Updated: Nov 9, 2022
When I had the idea to use my floral art as designs on mugs, it was more than just a physical product I had in mind. Those who know me know that I have always loved a cup of tea - from an early age my granny made me a mug when she had 'elevenses' (mostly she'd been working in the garden) and as a small child I sat between mum and dad in their bed with a mug of tea of my own, while they read the morning papers...
Being a thoughtful soul I took to drinking my tea outdoors from an early age. I learnt early on that it was a good way to be with my thoughts and to be in nature, and growing up in a mill house with a mill pond I took to sitting up there are gazing out at the water whatever the weather - I particularly liked being there in rain, watching through the steam from my mug as raindrops fell on the still water while the mug of tea warmed my hands.

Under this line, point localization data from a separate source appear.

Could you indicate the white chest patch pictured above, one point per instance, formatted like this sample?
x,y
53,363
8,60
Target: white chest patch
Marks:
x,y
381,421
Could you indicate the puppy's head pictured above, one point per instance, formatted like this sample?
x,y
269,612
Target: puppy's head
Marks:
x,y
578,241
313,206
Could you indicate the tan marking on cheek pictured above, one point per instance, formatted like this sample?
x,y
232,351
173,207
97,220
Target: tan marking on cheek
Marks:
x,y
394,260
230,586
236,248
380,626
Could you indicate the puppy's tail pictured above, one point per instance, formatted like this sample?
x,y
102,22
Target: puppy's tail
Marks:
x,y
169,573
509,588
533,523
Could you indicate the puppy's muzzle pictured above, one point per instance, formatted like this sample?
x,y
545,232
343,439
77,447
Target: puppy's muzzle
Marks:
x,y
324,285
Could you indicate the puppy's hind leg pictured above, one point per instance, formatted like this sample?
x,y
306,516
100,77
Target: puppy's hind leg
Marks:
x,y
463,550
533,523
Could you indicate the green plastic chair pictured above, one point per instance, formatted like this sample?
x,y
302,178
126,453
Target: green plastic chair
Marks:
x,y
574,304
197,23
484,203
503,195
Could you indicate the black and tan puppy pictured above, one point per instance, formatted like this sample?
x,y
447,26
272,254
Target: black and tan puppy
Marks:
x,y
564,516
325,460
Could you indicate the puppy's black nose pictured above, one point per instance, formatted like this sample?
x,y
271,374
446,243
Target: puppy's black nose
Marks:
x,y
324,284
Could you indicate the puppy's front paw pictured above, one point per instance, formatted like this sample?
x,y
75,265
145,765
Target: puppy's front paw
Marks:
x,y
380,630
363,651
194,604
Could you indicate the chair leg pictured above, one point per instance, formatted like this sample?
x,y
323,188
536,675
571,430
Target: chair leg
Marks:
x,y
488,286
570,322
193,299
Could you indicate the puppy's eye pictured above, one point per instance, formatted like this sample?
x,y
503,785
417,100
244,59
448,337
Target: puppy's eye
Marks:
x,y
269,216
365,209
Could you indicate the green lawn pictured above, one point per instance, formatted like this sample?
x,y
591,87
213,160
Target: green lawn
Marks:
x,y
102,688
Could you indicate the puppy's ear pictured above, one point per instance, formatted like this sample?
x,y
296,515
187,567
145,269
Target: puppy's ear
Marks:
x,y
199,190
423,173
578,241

For me the best mug to drink my tea from in the garden transcends a simple vessel. It is a means to slow down and savour the moment, to connect with the outside space around us, to take some time to simply breathe, listen, think and become part of the garden for a short while. Without the mug of tea in my hand there is always something else that I could and should be doing, but with one of these mugs 'I am drinking my tea' - it is a process and it requires legitimate time spent on it.
I knew that the mugs I designed would have to be of the highest quality. My love of gardens and flowers is deep - I want to do them justice. My art prints honor each individual flower and capture the fleeting flowering beauty of them for all time. I want my mugs to encapsulate that same quality and value.
Not only do I love the way the art looks on a mug - a way to appreciate floral art and design in our day to day lives - but I feel they are also a part of history. The pottery where these mugs are made dates back to the 1800s and is a part of the enduring story of the quality and origins of fine bone china itself.
As a keen gardener, there is nothing quite like the moment when you've been working for hours in the garden and the time comes for a mug of tea - you can sit back for a while and feel the satisfaction of the work you've done, and mull over what's left to be done.
Taking time out for a cup of tea has all sorts of benefits - it can relieve stress, increase your focus and recharge your energy, but doing this outdoors allows you to feel the breeze, the warmth of the sun, hear the sound of birds, watch the clouds scud by and have a mindful moment we wouldn't otherwise have. In the meantime we sip our hot tea bit by bit, and cradle the mug in our hands - a source of warmth and comfort.
I love this garden habit - how about you?